Still, the media mob’s boots stamped, its fists shook, and its ululations made the rafters sway.
“Free speech,” the cry went up. “Academic freedom. Help, help, we’re being oppressed.”
Which is fair enough. Whatever gaggle of academic turnips sat anonymously round a committee table and declared that a man must lose his job for publishing an ineptly expressed opinion piece deserves all the condemnation it can get. But here’s where the illumination of timing comes in.
The very day that the ki-yi-ying over Potter unjustifiably losing his job kicked up, many of those who had been trapped in their cars on Montreal’s Highway 13 from 6 p.m. until 4:30 a.m. were meeting at a down market Crowne Plaza Hotel in a western suburb of the city. They were there to canvass legal options for a class action suit they must file to get compensation from their own government for what they were put through.
You could have heard the big media silence about that from the moon.
Yes, there was some local coverage. But as a topic for large thoughts, for polysyllabic fulmination, for this week’s round of media Armageddon? Ummm, not so much.
Think about that for a moment. Your fellow Canadian citizens were utterly failed at the most basic level of civic order by their provincial and city governments. They were left in their cars, effectively stranded, stuck in traffic gridlock, barely able to keep warm for fear of running out of gas. One man reportedly walked through the snowstorm to go back to his office to get insulin to avoid going into diabetic shock.
Despite 300 911 calls being logged, despite this being a major highway in the heart of a major North American city, no one came to help. Not the transportation ministry. Not the police. Not civic rescue crews. No one.
No one – no one – has yet been fired for this abuse, this appalling negligence. Two mid-level functionaries have been scapegoated and put on the equivalent of desk leave. The premier has offered a pro-forma apology.
And, oh, yeah, get this. Those responsible agreed to cancel fines for cars that were abandoned and subsequently towed away after the shambles ended. (They fined people for being stuck in snowstorm during the operative break down of political and administrative order!!)
But the provincial minister responsible remains securely in his job. The mayor of Montreal, who should have been forced to crawl the length of Highway 13 on his knees as mea culpa and penance, will again eat heartily in comfort tonight.

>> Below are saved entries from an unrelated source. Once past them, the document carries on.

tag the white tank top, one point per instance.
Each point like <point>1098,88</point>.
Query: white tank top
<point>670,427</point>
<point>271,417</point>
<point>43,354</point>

All of this, and the tall foreheads of the land insist the unjustified deposing of one of their own - for what no one disputes was an act of his own doing - somehow outweighs as a cause for democratic concern the fact these citizens must pursue legal action to get redress from their own government.

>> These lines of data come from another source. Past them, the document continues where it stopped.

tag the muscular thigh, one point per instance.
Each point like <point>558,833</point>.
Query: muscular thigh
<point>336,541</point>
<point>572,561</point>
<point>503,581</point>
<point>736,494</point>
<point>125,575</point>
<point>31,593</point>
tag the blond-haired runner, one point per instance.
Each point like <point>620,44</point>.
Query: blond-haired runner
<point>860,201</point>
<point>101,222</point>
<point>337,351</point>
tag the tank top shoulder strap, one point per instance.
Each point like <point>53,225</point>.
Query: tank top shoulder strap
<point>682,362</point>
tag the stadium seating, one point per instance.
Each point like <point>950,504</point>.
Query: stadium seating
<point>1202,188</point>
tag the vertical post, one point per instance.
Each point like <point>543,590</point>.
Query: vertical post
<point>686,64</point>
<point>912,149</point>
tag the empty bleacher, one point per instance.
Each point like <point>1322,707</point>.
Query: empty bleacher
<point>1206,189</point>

There is what’s truly wrong. It’s also, ultimately, where Andrew Potter went wrong. He posited a deformation in the social architecture of Quebec for which, he said, the events on Highway 13 are apt metaphor. But the defect, in this case, is not in the underlying social structure. It’s in the overt failure of the political class.
It’s within a political class that utterly rejects any talk, let alone real world consequence, of bearing responsibility. It’s within a media class so distracted by its own timelines, so pulled by the grand sweep of history and high level abstraction, that if forgets its true value is to school the political class when it grossly abuses the responsibilities democratically accorded it by citizens.
Even Andrew Potter, I know would acknowledge this wrong is hardly confined to Quebec. It just happens that this time it was Quebecers who were snowed by it.